Через минуту Дорин голос уже слышался за окном, она что-то выговаривала собаке. И беглец в очередной раз удивился тому, как далеко здесь разносятся звуки. Вот и в очках резко проступили детали: сбитый половик, треснувшее зеркальце шкафа, отстающие края обоев… И пожилая хозяйка в странной одежде: в длинной юбке и шароварах, под вязаной кофтой у неё виднелась майка с игривой надписью, на голове платок, повязанный тюрбаном.
Анна Яковлевна собралась было покинуть комнату, и квартирант обрадовался: вот и ладно, вот и хорошо, а он потихоньку выберется наружу… Но, потоптавшись, старушка принялась перекладывать из стопки в стопку вещи и, как заведенная, всё перекладывала и перекладывала. И он с нарастающим раздражением не мог дождаться, когда она, наконец, выйдет, и тогда он встанет, доберётся до бани и там переоденется, пока нет Доры, пока не нагрянул ещё кто-нибудь, посторонний и опасный.

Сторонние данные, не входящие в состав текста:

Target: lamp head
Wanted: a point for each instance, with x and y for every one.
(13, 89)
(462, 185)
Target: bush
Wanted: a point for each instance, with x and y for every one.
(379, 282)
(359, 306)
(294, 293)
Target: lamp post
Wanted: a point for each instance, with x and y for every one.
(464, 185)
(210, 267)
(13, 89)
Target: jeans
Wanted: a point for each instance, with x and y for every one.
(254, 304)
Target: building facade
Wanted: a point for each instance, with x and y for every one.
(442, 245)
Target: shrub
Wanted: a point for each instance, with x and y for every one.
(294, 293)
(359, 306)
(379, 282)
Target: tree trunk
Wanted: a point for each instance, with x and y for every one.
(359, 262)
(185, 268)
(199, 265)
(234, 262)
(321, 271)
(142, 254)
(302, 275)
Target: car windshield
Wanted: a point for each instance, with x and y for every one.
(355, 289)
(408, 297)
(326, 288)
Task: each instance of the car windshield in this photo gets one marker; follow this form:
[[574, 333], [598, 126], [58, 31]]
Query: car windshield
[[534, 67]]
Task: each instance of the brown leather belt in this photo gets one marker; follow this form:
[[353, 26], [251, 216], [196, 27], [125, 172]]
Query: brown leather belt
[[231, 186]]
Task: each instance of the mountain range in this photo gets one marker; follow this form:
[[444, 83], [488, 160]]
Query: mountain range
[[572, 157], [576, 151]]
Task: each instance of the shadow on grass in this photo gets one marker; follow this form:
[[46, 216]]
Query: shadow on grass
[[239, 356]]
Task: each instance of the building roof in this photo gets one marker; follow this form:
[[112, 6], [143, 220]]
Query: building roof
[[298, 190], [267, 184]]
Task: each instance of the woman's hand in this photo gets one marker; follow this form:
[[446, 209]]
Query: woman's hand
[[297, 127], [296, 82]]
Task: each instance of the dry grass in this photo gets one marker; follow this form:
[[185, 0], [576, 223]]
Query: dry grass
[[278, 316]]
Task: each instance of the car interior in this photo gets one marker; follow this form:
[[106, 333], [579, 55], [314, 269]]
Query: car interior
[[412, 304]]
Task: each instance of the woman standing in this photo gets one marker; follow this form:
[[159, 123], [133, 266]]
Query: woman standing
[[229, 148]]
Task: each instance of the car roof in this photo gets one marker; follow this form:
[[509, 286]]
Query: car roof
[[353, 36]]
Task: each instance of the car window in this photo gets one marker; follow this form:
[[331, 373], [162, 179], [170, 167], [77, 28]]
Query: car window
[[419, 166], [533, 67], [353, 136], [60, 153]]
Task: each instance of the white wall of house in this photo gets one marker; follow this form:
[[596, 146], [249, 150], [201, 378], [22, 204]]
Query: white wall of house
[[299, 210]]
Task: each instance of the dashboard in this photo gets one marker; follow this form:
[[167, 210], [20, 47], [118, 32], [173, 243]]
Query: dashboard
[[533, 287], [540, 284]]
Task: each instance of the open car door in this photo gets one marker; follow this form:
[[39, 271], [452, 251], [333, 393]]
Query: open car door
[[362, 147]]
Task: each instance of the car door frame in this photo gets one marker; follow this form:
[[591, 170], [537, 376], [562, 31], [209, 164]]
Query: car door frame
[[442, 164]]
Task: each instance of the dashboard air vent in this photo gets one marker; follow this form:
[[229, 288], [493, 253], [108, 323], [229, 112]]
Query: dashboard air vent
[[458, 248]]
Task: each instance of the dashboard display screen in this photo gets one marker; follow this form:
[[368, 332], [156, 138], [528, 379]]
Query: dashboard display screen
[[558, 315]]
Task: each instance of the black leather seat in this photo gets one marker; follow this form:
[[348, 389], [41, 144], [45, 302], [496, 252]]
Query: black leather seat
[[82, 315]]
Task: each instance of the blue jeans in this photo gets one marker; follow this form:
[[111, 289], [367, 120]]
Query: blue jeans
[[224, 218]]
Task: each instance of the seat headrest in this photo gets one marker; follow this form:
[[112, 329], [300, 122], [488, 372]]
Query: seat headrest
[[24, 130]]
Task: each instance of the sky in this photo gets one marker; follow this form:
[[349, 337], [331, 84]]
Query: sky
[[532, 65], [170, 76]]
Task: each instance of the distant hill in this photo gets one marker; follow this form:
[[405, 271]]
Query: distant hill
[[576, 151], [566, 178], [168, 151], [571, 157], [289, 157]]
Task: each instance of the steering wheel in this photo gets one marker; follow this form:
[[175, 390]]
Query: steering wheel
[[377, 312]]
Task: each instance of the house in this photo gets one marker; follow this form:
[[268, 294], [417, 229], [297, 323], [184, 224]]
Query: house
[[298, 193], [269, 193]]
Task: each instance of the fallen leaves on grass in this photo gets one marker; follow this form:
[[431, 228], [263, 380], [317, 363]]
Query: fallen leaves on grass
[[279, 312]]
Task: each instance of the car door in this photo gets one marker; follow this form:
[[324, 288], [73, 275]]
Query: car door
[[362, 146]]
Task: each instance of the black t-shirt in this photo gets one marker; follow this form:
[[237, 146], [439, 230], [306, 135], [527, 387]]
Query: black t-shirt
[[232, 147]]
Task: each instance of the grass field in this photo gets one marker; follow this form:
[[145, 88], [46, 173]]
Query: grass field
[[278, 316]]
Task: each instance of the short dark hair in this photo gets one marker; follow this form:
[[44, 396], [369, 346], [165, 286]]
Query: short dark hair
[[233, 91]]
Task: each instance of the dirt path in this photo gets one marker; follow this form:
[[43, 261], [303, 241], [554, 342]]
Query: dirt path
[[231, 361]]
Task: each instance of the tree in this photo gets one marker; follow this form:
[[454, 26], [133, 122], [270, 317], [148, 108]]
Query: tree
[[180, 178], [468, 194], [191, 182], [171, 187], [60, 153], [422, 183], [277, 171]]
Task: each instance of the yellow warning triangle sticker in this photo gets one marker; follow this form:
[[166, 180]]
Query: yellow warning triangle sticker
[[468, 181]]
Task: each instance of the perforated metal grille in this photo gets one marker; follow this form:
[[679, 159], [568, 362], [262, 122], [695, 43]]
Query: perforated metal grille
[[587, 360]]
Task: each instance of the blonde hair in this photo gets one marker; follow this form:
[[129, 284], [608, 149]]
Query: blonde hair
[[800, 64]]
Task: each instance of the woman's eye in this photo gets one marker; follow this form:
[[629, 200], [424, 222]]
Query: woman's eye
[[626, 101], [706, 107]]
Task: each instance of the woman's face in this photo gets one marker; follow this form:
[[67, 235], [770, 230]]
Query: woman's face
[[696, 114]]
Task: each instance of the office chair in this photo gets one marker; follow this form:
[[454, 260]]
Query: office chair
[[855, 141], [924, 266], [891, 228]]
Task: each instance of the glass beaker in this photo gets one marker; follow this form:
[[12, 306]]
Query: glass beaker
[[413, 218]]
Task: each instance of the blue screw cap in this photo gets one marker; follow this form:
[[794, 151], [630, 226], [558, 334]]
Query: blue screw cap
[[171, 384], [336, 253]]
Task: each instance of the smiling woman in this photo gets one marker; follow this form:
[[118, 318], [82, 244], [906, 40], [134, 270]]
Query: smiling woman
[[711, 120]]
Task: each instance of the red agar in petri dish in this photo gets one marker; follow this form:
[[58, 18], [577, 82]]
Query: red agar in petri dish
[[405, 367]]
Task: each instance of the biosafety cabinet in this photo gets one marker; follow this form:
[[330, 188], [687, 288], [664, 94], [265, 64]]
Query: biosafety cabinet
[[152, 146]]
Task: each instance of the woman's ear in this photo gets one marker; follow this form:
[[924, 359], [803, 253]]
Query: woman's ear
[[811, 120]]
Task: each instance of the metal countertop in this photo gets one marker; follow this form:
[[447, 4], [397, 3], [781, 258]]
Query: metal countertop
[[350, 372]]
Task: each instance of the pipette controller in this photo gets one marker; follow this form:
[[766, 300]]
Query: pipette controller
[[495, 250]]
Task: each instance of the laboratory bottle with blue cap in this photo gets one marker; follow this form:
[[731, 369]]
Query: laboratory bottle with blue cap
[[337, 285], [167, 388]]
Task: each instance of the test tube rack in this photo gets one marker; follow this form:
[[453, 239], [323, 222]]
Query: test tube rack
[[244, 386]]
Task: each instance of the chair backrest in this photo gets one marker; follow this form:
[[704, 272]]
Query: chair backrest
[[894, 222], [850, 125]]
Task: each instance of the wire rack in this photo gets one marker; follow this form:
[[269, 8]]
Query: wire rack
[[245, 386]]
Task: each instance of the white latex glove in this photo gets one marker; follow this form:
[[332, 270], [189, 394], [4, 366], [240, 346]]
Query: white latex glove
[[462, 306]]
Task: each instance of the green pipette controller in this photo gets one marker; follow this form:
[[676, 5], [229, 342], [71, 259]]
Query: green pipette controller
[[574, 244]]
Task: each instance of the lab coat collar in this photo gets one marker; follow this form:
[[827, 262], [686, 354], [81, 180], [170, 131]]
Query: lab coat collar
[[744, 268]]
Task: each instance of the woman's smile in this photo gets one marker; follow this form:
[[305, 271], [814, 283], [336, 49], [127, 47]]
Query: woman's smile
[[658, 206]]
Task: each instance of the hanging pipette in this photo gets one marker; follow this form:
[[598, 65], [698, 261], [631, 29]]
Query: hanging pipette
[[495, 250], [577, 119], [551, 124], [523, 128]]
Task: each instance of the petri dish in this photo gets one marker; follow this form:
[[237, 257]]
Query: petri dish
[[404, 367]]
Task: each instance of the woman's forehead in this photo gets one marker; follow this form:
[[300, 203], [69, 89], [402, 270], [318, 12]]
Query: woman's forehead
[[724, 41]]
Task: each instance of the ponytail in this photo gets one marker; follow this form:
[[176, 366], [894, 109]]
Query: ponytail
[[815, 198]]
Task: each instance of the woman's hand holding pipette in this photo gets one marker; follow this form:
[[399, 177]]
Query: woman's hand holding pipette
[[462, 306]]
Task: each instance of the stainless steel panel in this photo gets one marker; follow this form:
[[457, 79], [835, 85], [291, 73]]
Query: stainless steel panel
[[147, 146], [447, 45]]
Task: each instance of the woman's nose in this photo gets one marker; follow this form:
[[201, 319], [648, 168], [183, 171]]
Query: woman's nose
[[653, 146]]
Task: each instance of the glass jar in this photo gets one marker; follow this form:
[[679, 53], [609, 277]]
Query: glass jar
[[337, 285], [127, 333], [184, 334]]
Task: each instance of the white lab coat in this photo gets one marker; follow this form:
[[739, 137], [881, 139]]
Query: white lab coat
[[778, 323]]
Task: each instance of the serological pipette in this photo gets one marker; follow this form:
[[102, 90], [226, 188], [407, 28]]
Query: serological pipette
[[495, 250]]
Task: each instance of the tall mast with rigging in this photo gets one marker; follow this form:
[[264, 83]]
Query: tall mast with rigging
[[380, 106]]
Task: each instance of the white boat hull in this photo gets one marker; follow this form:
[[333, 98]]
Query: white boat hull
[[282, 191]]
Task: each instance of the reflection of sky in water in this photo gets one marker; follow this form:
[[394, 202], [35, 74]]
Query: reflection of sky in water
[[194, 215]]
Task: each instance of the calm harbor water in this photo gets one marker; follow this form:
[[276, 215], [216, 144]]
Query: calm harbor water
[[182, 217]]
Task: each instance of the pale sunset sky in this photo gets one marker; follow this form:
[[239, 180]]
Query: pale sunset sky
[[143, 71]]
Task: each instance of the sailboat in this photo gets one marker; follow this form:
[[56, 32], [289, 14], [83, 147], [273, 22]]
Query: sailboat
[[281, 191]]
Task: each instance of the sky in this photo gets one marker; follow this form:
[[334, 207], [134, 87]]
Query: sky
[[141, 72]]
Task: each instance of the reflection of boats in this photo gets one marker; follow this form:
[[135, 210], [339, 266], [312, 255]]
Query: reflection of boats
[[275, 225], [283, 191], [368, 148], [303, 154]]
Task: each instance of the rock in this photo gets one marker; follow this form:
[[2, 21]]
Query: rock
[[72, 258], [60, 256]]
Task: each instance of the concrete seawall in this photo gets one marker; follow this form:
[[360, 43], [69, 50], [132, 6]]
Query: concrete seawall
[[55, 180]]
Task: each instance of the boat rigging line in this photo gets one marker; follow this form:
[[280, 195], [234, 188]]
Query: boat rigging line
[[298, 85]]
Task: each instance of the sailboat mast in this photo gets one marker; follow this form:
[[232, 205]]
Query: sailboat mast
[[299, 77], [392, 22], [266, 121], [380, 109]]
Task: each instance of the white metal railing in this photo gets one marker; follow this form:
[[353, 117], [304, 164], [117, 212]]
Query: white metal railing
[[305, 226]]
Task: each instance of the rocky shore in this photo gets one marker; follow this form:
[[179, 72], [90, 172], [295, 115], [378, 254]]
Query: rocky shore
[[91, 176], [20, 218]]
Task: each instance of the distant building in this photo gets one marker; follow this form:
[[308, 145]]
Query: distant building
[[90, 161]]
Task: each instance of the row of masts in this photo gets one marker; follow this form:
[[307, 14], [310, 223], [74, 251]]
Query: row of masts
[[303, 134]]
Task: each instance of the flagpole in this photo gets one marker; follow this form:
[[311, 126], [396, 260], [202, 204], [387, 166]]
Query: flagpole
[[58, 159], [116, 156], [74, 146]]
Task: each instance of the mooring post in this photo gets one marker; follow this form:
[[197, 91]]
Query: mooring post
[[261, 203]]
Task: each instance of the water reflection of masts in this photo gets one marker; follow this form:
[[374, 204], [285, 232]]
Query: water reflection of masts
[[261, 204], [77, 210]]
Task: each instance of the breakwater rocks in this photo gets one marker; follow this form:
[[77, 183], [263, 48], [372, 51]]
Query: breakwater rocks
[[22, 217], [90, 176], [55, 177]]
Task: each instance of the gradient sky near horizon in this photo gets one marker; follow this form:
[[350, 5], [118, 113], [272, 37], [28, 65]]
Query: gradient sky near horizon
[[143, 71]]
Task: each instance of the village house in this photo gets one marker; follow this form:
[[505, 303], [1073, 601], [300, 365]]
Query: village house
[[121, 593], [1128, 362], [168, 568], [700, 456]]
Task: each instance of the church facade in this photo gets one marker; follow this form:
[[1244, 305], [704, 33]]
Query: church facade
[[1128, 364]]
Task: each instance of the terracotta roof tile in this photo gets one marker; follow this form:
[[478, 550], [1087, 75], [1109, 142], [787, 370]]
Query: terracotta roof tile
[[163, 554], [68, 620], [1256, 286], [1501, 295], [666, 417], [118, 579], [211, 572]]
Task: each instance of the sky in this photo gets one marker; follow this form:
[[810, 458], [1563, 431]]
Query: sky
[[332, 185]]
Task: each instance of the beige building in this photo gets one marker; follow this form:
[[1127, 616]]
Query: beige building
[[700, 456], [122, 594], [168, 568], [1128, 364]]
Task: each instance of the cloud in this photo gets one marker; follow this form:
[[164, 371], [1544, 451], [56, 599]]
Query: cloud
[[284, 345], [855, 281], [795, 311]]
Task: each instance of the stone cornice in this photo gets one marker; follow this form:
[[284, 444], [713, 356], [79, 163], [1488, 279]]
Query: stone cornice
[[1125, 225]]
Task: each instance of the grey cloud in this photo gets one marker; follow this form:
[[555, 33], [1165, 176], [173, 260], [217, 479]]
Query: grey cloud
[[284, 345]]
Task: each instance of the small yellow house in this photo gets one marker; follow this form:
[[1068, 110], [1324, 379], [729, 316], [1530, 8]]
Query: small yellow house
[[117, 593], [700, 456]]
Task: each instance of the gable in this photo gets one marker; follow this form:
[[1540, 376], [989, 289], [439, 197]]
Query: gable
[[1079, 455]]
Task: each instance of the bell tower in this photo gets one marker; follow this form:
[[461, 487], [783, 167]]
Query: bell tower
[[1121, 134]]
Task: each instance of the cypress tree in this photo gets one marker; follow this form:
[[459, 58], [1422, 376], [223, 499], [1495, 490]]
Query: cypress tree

Правда, он сам опасней некуда, вот только брать его можно голыми руками…
— Ну, как? Получшало маненько, нет ли? — услышал он над собой голос Анны Яковлевны и кивнул головой: спасибо, лучше. — Ну, и тогда чего ж… Пойду и я прилягу, чевой-то нашлёндралась с утра…
Когда стихло и шарканье ног, и старушечье бормотанье, он медленно, очень медленно поднялся с постели и постоял с минуту, проверяя, как оно. Голова на этот раз вела себя прилично, и в глазах потемнело только на секунду. И, определившись, осторожно, по стенке, по стенке, сквозь занавесочки перебрался в кухоньку и, передохнув, сделал несколько коротких шагов до двери. Но сразу отвлёкся на часы, там из маленького окошка выскочила птичка и стала куковать-отсчитывать. На часах было 11.00.
И то, что тяжёлая дверь прикрыта неплотно — порадовало, он сможет выйти без посторонней помощи. И в коридоре, опершись руками в бревенчатую стену, с трудом — ноги, что ли распухли? — втиснулся в кроссовки и переместился к входной двери. А на крыльце пришлось зажмуриться — так ярок был белый день.
И когда открыл глаза, осторожно осмотрелся: на улице было тихо, ни машин — да какие здесь машины! — ни людей, но обнаружилась собака, виляя хвостом, она вышла ему навстречу и миролюбиво потёрлась о колени. «Замечательная собака!», — собрался он погладить псину по голове, но та вдруг отвлеклась и кинулась к калитке. И скоро мимо заборчика прошли два подростка. Хорошо, он успел спрятаться за угол дома, зачем детям видеть беглого заключённого.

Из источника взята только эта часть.